W Białymstoku po sygnale o podłożonej bombie policja ewakuowała pracowników z gmachu przy ul. Słonimskiej 1. Na otaczających budynek ulicach wstrzymano ruch, nikt nie może tamtędy przejechać.
- W Lublinie został ewakuowany budynek urzędu skarbowego przy ul. Szeligowskiego. Z treści anonimowego zgłoszenia wynikało, że wybuch miał nastąpić o godz. 12. Policjanci dokładnie przeszukali budynek. Akcja trwała do godz. 14. Nie znaleziono żadnych materiałów wybuchowych - informuje WP.PL mł. insp. Janusz Wójtowicz z zespołu prasowego lubelskiej policji.

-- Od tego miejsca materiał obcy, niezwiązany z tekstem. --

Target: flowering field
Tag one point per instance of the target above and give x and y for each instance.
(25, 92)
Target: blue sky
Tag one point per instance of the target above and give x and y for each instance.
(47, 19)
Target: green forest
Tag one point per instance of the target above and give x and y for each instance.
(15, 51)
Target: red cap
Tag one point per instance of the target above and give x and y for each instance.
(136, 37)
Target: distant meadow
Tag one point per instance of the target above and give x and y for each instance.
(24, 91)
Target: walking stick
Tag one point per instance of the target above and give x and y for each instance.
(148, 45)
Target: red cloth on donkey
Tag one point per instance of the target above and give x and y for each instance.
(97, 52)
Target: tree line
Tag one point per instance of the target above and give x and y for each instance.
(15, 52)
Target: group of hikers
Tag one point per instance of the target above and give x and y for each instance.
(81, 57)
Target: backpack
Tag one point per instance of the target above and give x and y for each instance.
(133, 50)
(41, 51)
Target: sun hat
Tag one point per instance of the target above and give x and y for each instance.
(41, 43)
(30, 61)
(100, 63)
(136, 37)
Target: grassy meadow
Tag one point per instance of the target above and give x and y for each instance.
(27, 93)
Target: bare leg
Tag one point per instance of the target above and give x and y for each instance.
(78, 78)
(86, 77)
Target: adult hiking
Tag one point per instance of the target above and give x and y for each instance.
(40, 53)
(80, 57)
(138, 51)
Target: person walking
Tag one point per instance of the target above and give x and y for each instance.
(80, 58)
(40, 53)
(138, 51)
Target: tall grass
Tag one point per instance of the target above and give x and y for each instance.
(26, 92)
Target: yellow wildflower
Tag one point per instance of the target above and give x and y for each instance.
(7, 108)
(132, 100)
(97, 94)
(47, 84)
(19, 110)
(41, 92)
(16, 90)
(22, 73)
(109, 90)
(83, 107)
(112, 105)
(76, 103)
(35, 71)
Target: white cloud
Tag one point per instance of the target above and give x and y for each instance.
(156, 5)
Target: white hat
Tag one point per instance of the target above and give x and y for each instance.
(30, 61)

Ewakuowano też dwa budynki Izby Skarbowej w Poznaniu: przy placu Cyryla Ratajskiego i ulicy Przemysłowej. Przed godz. 10 do urzędu wpłynął mail o podłożonym ładunku wybuchowym. Na miejscu są policjanci z psami.
W Olsztynie policyjni pirotechnicy także przeszukali budynek urzędu skarbowego. Jego dyrektor dostał maila z informacją o podłożonym ładunku wybuchowym. Tak jak w innych miastach pracownicy zostali ewakuowani. Na miejscu pracowały ekipy policji, straży pożarnej i pogotowia.